MTT Cell Proliferation And Cytotoxicity Assay Kit

The MTT method, also referred to as the MTT colorimetric method, is utilized to detect cell growth and survival. This technique relies on the principle that living cells possess succinate dehydrogenase, an enzyme found in their mitochondria, which can convert MTT into a water-insoluble blue-purple crystal called formazan. This formazan accumulates within the cells, while non-viable cells lack this ability. The amount of formazan produced is directly proportional to the number of cells within a specific range. A higher absorbance indicates increased cell activity, indicating lower toxicity of drugs. This highly sensitive and cost-effective method finds extensive application in assessing the efficacy of biologically active substances, large-scale anti-tumor drug screenings, cytotoxicity evaluations, and determining tumor radiosensitivity. The necessary components for this method include MTT (25mg), MTT solvent (5ml), and Formazan solution (55ml).

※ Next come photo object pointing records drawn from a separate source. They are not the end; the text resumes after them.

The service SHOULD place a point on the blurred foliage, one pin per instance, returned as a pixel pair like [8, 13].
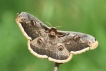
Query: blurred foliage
[87, 16]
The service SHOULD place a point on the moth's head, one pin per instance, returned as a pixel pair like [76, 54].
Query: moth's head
[52, 32]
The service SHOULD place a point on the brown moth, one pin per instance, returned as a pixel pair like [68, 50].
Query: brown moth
[48, 42]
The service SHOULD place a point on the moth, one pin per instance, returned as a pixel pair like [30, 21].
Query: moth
[48, 42]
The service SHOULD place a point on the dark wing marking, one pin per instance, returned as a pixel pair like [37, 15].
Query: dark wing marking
[77, 43]
[29, 25]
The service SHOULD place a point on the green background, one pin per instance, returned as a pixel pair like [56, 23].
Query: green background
[87, 16]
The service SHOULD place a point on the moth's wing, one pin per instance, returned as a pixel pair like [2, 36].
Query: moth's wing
[50, 51]
[29, 25]
[76, 42]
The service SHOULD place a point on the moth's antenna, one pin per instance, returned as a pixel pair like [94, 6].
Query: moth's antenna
[49, 24]
[58, 26]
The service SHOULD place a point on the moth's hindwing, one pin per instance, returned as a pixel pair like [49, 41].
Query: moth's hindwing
[57, 46]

1. Start by placing the cell plate on a sterile operating table ensuring a clean environment for the experiment.
2. Proceed by adding a 10% volume of MTT solvent to each well of the cell plate.
3. To prepare the MTT solution, dissolve 25mg of MTT in 5ml of MTT solvent to create a 5mg/ml MTT solution. This solution can be used immediately or stored at -20°C, protected from light. If needed, it can be divided into smaller portions and stored at -20°C.
4. Next, return the cell plate to the incubator and allow it to incubate for approximately 3-4 hours. It is important to ensure consistent incubation time when conducting comparison experiments.
5. Once the incubation is complete, carefully remove the cell plate from the incubator. If working with adherent cells, discard the culture medium and add an equal volume of Formazan Solvent. While the volumes in each well might vary, it is crucial to maintain the same total volume for comparison purposes. However, if removing non-adherent cells or the culture medium risks the loss of MTT formazan, simply add an equal amount of dissolving solution to the initial volume of the culture medium.
6. After adding the Formazan Solvent, it is imperative to complete the reading within 1 hour. Gentle shaking using a shaker or repeated pipetting may be necessary to ensure complete dissolution of the MTT formazan crystals, especially if the cell density is high.
7. Utilize a spectrophotometer to measure the absorbance at OD570 and the reference wavelength OD690.
8. If using a 96-well plate, you can conveniently test it on a microplate reader equipped with appropriate filters. However, for other types of multiwell plates, a suitable size cuvette or plate reader is required for precise spectrophotometric detection.
Ensure to follow these steps precisely to achieve accurate and reliable results in your experiment.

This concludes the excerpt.